# Enhanced RAG with Ollama + CrewAI RAG Tool + Wikipedia Integration

A comprehensive RAG implementation using CrewAI with Ollama, the official CrewAI RAG tool, and Wikipedia web scraping capabilities.

In [1]:
import os
import requests
from bs4 import BeautifulSoup
from crewai import Agent, Task, Crew, LLM
from crewai.tools import BaseTool
from crewai_tools import RagTool
from typing import Type
import re

In [2]:
os.environ['CHROMA_OPENAI_API_KEY'] = 'dummy-key-for-chroma'

ollama_llm = LLM(
    model="ollama/llama3.2:1b",
    temperature=0.7,
)

print("Environment variables set and Ollama LLM configured successfully!")

Environment variables set and Ollama LLM configured successfully!


In [3]:
def scrape_wikipedia_page(url):
    try:
        headers = {
            'User-Agent': 'Mozilla/5.0 (Windows NT 10.0; Win64; x64) AppleWebKit/537.36 (KHTML, like Gecko) Chrome/91.0.4472.124 Safari/537.36'
        }
        
        response = requests.get(url, headers=headers)
        response.raise_for_status()
        
        soup = BeautifulSoup(response.content, 'html.parser')
        
        content_div = soup.find('div', {'id': 'mw-content-text'})
        
        if not content_div:
            return "Content not found on the page."
        
        for element in content_div.find_all(['table', 'div', 'span'], class_=['navbox', 'infobox', 'reference', 'mw-editsection']):
            element.decompose()
        
        paragraphs = content_div.find_all('p')
        
        text_content = []
        for p in paragraphs:
            text = p.get_text().strip()
            text = re.sub(r'\[\d+\]', '', text)
            text = re.sub(r'\s+', ' ', text)
            if text and len(text) > 50:
                text_content.append(text)
        
        return '\n\n'.join(text_content)
        
    except requests.RequestException as e:
        return f"Error fetching page: {str(e)}"
    except Exception as e:
        return f"Error parsing page: {str(e)}"

print("Wikipedia scraping function created!")

Wikipedia scraping function created!


In [4]:
rag_tool = RagTool()

sample_content = """
Artificial Intelligence (AI) is a branch of computer science that aims to create machines 
capable of intelligent behavior. AI systems can perform tasks that typically require human 
intelligence, such as visual perception, speech recognition, decision-making, and language 
translation. Machine learning is a subset of AI that focuses on algorithms that can learn 
and improve from experience without being explicitly programmed.

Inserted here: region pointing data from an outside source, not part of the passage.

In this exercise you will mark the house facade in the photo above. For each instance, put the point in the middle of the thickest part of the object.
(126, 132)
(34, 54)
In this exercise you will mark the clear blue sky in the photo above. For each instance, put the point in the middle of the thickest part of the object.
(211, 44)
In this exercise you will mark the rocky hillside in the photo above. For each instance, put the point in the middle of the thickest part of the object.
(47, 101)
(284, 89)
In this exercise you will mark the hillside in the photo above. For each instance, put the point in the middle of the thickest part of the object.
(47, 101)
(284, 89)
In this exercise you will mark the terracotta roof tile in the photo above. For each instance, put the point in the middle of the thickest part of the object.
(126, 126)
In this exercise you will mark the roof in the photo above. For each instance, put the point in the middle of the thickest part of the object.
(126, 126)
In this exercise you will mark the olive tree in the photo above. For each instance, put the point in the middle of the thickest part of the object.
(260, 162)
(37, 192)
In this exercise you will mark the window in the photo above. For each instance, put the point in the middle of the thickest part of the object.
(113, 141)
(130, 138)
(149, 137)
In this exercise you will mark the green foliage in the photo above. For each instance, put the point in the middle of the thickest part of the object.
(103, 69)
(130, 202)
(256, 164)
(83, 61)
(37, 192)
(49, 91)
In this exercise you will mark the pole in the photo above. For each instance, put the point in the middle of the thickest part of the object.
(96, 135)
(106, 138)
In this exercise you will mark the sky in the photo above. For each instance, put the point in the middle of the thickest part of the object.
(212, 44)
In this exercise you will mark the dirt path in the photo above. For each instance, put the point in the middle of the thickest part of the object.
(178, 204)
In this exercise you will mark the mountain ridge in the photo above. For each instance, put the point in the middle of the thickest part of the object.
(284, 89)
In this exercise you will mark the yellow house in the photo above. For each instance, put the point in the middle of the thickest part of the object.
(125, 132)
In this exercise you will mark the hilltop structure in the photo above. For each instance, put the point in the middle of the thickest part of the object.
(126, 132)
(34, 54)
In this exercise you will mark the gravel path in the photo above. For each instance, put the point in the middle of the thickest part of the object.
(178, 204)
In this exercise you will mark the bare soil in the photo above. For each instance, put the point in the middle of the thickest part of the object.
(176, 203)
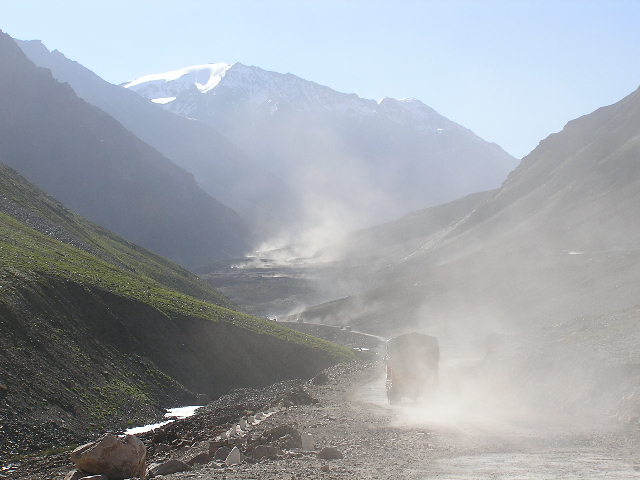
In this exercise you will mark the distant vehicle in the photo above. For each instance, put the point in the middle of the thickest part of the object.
(412, 366)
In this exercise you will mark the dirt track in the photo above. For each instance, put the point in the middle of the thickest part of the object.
(379, 442)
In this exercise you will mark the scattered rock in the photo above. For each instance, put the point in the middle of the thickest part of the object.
(284, 437)
(320, 379)
(75, 475)
(222, 453)
(330, 453)
(264, 451)
(169, 467)
(234, 457)
(199, 459)
(215, 445)
(297, 396)
(308, 442)
(161, 449)
(115, 457)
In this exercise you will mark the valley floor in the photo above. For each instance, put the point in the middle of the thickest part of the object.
(382, 442)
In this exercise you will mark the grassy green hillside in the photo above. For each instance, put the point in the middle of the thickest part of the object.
(98, 333)
(115, 265)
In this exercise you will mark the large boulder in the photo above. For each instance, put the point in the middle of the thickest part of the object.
(115, 457)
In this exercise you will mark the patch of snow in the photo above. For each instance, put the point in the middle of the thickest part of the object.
(182, 412)
(163, 100)
(146, 428)
(172, 413)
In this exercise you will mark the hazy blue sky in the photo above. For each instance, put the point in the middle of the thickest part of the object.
(512, 71)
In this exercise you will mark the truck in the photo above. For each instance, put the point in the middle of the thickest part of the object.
(412, 367)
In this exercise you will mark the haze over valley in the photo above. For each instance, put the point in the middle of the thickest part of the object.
(212, 268)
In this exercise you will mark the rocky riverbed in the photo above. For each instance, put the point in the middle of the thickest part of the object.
(344, 408)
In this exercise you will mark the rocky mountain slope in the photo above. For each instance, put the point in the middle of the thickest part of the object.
(558, 240)
(219, 167)
(342, 157)
(98, 333)
(90, 162)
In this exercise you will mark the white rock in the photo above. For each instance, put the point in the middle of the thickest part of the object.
(234, 457)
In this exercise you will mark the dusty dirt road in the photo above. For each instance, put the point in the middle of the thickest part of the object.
(381, 442)
(442, 441)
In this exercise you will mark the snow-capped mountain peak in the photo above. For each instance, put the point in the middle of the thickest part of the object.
(165, 85)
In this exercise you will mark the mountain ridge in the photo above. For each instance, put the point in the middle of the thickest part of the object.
(401, 155)
(95, 166)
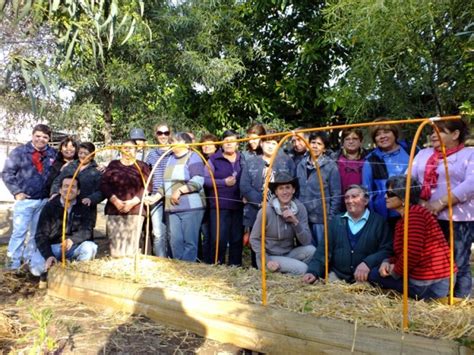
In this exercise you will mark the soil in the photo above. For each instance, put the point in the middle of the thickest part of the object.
(33, 322)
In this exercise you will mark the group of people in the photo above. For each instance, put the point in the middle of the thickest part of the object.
(364, 194)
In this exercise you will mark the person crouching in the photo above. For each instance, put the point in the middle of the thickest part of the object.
(286, 220)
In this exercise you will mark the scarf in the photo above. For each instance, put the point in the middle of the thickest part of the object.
(430, 178)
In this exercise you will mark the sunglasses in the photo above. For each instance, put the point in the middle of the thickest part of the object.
(391, 194)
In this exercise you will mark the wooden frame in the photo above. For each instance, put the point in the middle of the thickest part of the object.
(250, 326)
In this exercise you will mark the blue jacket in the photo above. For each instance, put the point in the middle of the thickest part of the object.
(251, 182)
(378, 167)
(373, 246)
(310, 192)
(229, 196)
(20, 174)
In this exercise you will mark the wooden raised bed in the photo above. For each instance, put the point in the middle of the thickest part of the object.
(255, 327)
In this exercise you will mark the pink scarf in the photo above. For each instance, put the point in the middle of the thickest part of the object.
(430, 179)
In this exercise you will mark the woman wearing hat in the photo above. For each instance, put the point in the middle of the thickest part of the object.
(428, 251)
(286, 220)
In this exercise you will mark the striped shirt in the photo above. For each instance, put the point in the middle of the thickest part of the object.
(428, 250)
(187, 170)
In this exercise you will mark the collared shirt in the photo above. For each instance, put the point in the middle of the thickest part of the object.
(356, 226)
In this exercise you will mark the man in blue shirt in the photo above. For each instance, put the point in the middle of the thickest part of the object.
(358, 241)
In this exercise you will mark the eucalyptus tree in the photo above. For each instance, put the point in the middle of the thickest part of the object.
(403, 59)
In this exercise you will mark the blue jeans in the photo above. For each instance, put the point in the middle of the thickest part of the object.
(184, 233)
(206, 239)
(231, 234)
(317, 231)
(463, 239)
(435, 290)
(160, 236)
(25, 217)
(80, 252)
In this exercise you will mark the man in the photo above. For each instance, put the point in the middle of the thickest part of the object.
(359, 240)
(25, 174)
(49, 232)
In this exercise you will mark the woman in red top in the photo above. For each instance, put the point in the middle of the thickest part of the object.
(428, 251)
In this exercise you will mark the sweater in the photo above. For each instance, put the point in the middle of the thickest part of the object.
(279, 234)
(229, 196)
(378, 167)
(428, 251)
(461, 174)
(49, 231)
(310, 192)
(186, 170)
(20, 174)
(251, 182)
(374, 244)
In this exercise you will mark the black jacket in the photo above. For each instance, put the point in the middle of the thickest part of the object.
(49, 230)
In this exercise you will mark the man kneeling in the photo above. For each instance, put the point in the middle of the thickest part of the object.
(49, 231)
(358, 241)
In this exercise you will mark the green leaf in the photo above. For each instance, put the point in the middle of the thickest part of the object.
(130, 32)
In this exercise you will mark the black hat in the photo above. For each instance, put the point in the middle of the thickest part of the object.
(283, 179)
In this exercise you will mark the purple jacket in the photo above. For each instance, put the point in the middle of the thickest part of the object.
(461, 173)
(229, 196)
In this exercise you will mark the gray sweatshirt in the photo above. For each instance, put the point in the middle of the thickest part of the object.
(280, 235)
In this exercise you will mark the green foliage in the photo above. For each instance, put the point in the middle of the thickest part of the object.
(43, 336)
(402, 59)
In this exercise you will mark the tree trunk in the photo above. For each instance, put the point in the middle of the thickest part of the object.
(107, 101)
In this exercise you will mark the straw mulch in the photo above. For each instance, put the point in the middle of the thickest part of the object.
(358, 302)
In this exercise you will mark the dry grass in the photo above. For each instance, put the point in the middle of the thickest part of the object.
(359, 302)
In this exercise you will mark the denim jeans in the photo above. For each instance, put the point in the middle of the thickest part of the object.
(25, 217)
(184, 233)
(435, 290)
(296, 261)
(80, 252)
(160, 235)
(317, 231)
(463, 239)
(231, 234)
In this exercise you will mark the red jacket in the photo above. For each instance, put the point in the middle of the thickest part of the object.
(428, 251)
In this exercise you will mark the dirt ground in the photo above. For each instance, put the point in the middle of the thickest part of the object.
(32, 322)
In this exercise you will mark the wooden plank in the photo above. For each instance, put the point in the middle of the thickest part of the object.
(256, 327)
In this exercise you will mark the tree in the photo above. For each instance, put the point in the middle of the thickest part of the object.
(402, 59)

Machine Learning (ML) is a method of data analysis that automates analytical model building. 
It is a branch of artificial intelligence based on the idea that systems can learn from data, 
identify patterns and make decisions with minimal human intervention. There are three main 
types of machine learning: supervised learning, unsupervised learning, and reinforcement 
learning.

CrewAI is a framework for orchestrating role-playing, autonomous AI agents. It enables 
collaboration between multiple AI agents to solve complex tasks. CrewAI agents can have 
specific roles, goals, and backstories, making them more effective at specialized tasks.

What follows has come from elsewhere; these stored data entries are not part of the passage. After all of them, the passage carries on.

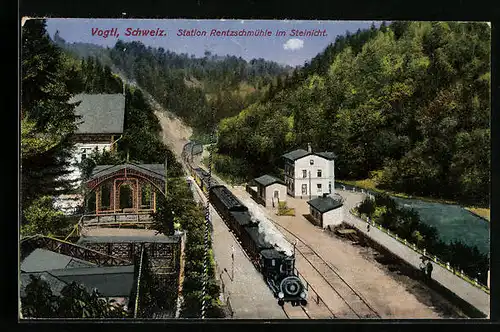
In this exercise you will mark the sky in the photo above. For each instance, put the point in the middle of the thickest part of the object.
(287, 49)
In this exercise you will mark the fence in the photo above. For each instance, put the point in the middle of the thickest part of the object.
(423, 252)
(226, 295)
(140, 218)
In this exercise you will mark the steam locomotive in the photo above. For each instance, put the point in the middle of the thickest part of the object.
(277, 268)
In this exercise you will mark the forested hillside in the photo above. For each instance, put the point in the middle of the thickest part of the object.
(408, 102)
(187, 86)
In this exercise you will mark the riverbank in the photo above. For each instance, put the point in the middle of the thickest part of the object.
(369, 184)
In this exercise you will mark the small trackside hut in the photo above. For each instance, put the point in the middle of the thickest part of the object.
(326, 211)
(270, 190)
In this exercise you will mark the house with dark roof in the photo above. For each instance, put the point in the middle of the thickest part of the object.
(100, 124)
(269, 190)
(309, 174)
(326, 210)
(58, 270)
(101, 121)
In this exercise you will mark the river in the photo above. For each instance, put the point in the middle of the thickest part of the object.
(452, 222)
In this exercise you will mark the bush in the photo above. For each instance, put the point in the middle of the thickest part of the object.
(407, 225)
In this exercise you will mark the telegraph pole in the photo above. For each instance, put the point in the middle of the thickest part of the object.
(166, 174)
(232, 262)
(310, 189)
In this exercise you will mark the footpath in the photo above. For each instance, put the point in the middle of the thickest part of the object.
(244, 290)
(469, 293)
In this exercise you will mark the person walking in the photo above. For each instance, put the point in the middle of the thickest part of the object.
(429, 270)
(422, 267)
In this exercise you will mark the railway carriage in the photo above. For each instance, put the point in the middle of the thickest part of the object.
(276, 267)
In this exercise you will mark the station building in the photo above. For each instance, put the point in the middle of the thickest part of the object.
(309, 174)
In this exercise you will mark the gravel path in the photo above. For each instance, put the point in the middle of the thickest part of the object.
(249, 296)
(460, 287)
(386, 295)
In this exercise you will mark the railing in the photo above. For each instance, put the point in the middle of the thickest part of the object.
(140, 218)
(413, 246)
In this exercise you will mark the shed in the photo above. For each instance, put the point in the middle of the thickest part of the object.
(270, 190)
(326, 211)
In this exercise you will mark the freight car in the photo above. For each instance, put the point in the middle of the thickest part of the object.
(276, 267)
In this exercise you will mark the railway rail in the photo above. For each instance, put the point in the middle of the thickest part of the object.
(355, 302)
(315, 309)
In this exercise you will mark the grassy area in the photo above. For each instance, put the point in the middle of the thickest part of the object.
(481, 212)
(371, 184)
(227, 178)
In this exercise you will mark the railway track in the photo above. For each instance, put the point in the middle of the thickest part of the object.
(314, 310)
(298, 312)
(354, 301)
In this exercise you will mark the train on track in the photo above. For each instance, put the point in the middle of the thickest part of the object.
(276, 267)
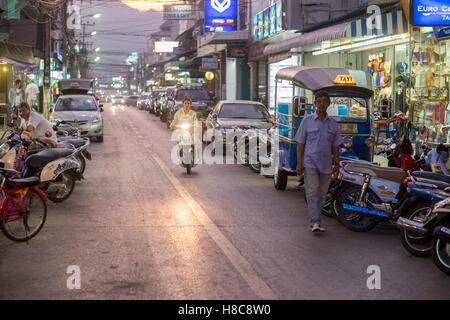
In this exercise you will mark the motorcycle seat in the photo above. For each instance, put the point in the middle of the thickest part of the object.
(10, 173)
(40, 159)
(431, 176)
(24, 183)
(77, 142)
(391, 174)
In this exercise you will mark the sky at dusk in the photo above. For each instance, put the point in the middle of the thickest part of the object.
(121, 30)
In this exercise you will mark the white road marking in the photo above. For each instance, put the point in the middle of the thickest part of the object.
(256, 283)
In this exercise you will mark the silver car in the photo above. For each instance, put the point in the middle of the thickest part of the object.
(79, 110)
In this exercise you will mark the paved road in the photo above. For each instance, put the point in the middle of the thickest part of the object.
(139, 228)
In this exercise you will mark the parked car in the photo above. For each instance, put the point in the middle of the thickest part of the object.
(75, 107)
(239, 120)
(164, 100)
(142, 101)
(132, 101)
(154, 99)
(202, 102)
(118, 100)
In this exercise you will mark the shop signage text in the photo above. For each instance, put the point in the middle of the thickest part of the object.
(177, 12)
(268, 22)
(442, 33)
(210, 63)
(430, 12)
(220, 15)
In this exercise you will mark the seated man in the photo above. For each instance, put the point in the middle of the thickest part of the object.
(35, 124)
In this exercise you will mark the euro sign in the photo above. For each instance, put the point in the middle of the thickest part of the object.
(221, 6)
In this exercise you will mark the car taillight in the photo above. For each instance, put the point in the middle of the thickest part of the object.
(407, 180)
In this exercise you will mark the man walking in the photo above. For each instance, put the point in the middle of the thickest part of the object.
(16, 96)
(318, 141)
(32, 94)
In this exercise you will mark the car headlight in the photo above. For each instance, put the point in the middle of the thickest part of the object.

Retrieval-Augmented Generation (RAG) is a technique that combines information retrieval with 
text generation. It retrieves relevant information from a knowledge base and uses it to 
generate more accurate and contextually relevant responses.

Natural Language Processing (NLP) is a subfield of AI that focuses on the interaction between 
computers and humans through natural language. It involves teaching computers to understand, 
interpret, and generate human language in a valuable way.

Ollama is a tool for running large language models locally on your machine. It allows you to 
run models like Llama, Mistral, and others without needing internet connectivity or API keys.
"""

rag_tool.add(data_type="text", content=sample_content)

print("CrewAI RAG tool initialized with sample content!")

CrewAI RAG tool initialized with sample content!


In [5]:
print("Scraping Wikipedia Lion page...")
lion_url = "https://en.wikipedia.org/wiki/Lion"
lion_content = scrape_wikipedia_page(lion_url)

print(f"Successfully scraped {len(lion_content)} characters from Wikipedia Lion page")
print(f"First 200 characters: {lion_content[:200]}...")

Scraping Wikipedia Lion page...
Successfully scraped 47347 characters from Wikipedia Lion page
First 200 characters: The lion (Panthera leo) is a large cat of the genus Panthera, currently found only in Sub-Saharan Africa and India. It has a muscular, broad-chested body; a short, rounded head; round ears; and a dark...


In [6]:
if lion_content and not lion_content.startswith("Error"):
    rag_tool.add(data_type="text", content=lion_content)
    print("Wikipedia Lion content added to RAG tool!")
else:
    print(f"Failed to add Wikipedia content: {lion_content}")

Wikipedia Lion content added to RAG tool!


In [7]:
knowledge_expert = Agent(
    role='Knowledge Expert',
    goal='Answer questions using the CrewAI RAG tool to provide accurate information from AI/ML knowledge and Wikipedia Lion data',
    backstory='An expert in retrieving and providing information from various sources including AI/ML topics and wildlife information using advanced RAG techniques.',
    tools=[rag_tool],
    llm=ollama_llm,
    verbose=True
)

print("Knowledge expert agent created with CrewAI RAG tool!")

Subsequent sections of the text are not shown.